Я встретил своего анахорета всего лишь в каких-нибудь двух часах ходьбы от Б***, стало быть, там должны были знать о нем более подробно. Так оно и оказалось. Доктор Ш***[116] все мне объяснил. Этот отшельник был некогда одним из самых блестящих, разносторонне образованных умов в М. К тому же он происходил из знатной семьи и поэтому ничего удивительного, что сразу же по окончании университета получил важное дипломатическое поручение, которое выполнил с тщанием и рвением. Обширные познания сочетались у него с удивительным поэтическим даром, все, что он писал, было овеяно пылкой фантазией, каким-то особым духом, проникавшим в самую сокровенную суть вещей. Непревзойденный юмор и душевная теплота делали его приятнейшим собеседником и любимцем светских собраний. Он поднимался все выше по служебной лестнице, и его уже прочили на высокий пост в посольстве, как вдруг он непостижимым образом исчез из М. Все розыски оказались тщетны, любое предположение каждый раз рушилось по той или иной причине.
Спустя некоторое время в горном Тироле объявился человек, облаченный в коричневую рясу, который проповедовал в деревнях, а потом удалялся в дремучий лес, где жил в полном одиночестве. Случилось так, что граф П*** увидел этого человека, называвшего себя священником Серапионом, и мгновенно узнал в нем своего несчастного, скрывшегося из М. племянника. Его схватили, он впал в буйство, и все искусство самых знаменитых врачей в М. не в силах было что-либо изменить в состоянии этого несчастного. Его привезли в Б***, поместили в больницу для умалишенных, и здесь врачу, ее возглавлявшему[117], удалось с помощью тщательно продуманного лечения, основанного на глубоком знании человеческой психики, вывести его по крайней мере из буйного помешательства.
То ли врач, следуя своей теории, помог безумцу ускользнуть, то ли сам пациент нашел способ осуществить побег, короче, он бежал и длительное время где-то скрывался. В конце концов Серапион появился в лесу в двух часах ходьбы от Б***, и все тот же врач пояснил, что подлинное сострадание к несчастному может выразиться лишь в одном — ни в коем случае не ввергать его вновь в приступы ярости и безумия.
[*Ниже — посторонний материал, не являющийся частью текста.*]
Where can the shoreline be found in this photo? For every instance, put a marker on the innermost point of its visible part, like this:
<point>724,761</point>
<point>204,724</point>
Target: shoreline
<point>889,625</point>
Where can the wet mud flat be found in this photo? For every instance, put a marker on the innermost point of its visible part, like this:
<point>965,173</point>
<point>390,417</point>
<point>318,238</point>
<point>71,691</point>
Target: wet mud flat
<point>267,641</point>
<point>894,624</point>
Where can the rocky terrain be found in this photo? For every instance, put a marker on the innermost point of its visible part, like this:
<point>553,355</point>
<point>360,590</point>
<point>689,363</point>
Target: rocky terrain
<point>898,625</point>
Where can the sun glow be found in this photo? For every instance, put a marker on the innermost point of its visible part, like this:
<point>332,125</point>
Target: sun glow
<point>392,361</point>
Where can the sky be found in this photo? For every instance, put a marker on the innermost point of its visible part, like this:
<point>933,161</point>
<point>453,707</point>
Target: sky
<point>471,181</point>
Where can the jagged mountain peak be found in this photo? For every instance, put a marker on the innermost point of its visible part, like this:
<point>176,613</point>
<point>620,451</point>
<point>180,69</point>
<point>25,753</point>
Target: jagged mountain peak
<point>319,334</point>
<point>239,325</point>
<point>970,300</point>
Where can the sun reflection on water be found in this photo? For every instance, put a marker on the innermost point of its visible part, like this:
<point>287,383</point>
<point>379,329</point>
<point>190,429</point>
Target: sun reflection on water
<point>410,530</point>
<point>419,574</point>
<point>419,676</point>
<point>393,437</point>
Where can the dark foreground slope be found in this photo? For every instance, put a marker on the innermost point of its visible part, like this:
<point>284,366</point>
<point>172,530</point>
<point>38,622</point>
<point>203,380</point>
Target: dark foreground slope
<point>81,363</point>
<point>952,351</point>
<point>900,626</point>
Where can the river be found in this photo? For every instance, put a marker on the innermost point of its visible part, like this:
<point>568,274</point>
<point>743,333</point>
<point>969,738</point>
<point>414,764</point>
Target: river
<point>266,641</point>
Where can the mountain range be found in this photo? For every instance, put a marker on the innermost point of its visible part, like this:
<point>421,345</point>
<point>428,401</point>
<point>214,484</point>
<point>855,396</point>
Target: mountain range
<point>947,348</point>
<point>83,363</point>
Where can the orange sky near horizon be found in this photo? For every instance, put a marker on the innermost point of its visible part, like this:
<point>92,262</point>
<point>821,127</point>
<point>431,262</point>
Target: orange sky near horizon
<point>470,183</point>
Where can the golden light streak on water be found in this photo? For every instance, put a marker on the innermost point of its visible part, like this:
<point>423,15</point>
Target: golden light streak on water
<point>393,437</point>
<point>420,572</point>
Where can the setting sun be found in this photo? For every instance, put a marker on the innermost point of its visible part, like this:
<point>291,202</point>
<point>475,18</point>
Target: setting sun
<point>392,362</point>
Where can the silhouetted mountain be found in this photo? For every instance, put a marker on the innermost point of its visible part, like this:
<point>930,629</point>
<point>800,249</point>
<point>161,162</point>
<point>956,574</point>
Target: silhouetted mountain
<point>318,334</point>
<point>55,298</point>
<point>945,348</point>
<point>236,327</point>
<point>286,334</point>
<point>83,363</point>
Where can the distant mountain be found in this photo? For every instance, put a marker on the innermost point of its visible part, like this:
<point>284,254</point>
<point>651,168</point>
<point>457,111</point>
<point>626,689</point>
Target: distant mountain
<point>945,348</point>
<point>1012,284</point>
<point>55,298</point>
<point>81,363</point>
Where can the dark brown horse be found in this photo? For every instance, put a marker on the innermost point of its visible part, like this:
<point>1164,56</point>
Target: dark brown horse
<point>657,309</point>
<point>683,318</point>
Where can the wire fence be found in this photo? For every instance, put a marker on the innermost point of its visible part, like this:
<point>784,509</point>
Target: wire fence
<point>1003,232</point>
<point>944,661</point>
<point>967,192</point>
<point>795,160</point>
Если его хотят видеть спокойным и на свой лад счастливым, нужно оставить его в лесу и дать полную свободу — пусть делает что хочет. Он же, со своей стороны, ручается, что это не будет иметь никаких опасных последствий. Высокая репутация врача возымела свое действие, полиция ограничилась тем, что возложила на судебные власти ближайшей деревни негласный надзор за несчастным, и результат полностью подтвердил мнение ученого медика.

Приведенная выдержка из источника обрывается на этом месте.